I used ThrottleStop to disable PL4 under windows (set to 0)

I get the following Cinebench R23 scores:

single: 2329 avg (max 2331) / max core temp 65
multi: 40960 avg (max 41018) / max core temp 85 / max watts 354

 

Watching the limits using ThrottleStop I only see Core/TVB and Ring/EDP for single core, and Core/EDP and Ring/EDP for multi core. I still have the Intel recommended 400A current limit - which I think is the important one.

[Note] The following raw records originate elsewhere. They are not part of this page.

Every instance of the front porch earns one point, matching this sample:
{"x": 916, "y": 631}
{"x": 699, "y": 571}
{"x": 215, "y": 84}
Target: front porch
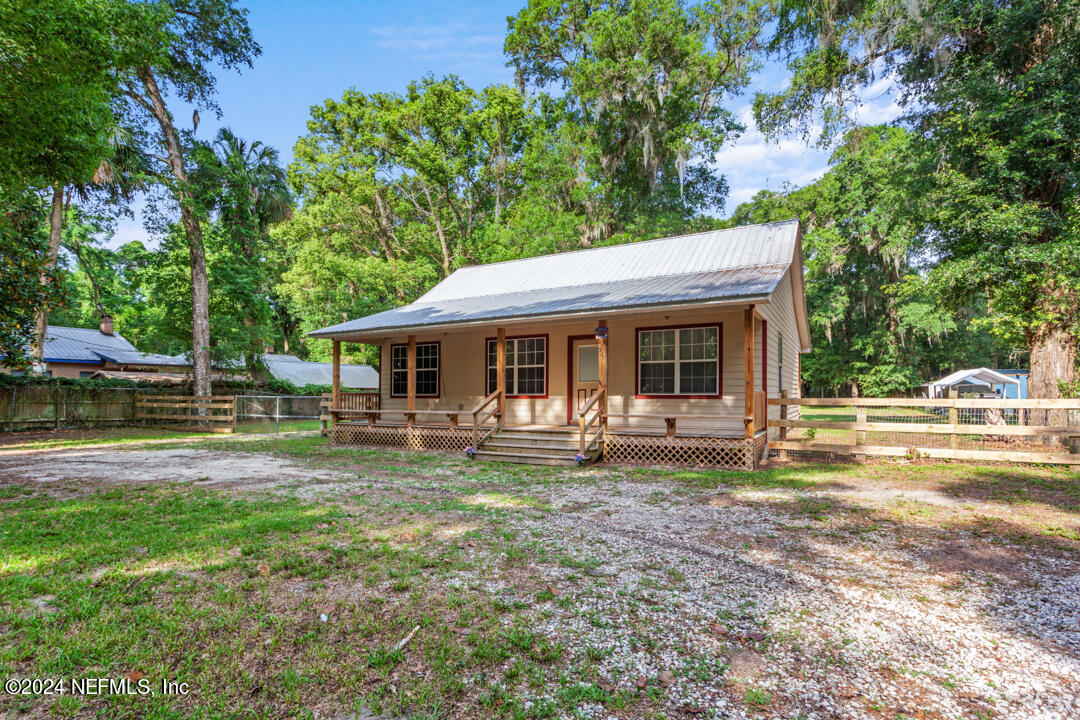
{"x": 604, "y": 420}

I don't think there is much that can be improved from here: single core is limited by TVB so better cooling would help, but it's already direct-die water cooled, and the under volt offset is as large as I could make it and still pass the two hyperthreads on one p-core compile test. Multi-core is EDP (current) limited, and the AC load line under-volt is as large as it can be without Prime95 having threads fail to launch.

The only possibility I haven't really explored is undervolting the Ring to prevent that hitting the EDP limit.

 

I think LLC6 is 0.49 mOhm based on power readings - but again I am not confident. However as long as the LLC is more than the AC_LL value of 0.23 mOhm, it will be an under-volt and not an over-volt. So if LLC6 is greater than 0.49 it just means the under volt is larger than I think it is.

 

Buildzoid did not seem to recommend the higher LLC than 6 due to instability in the regulation.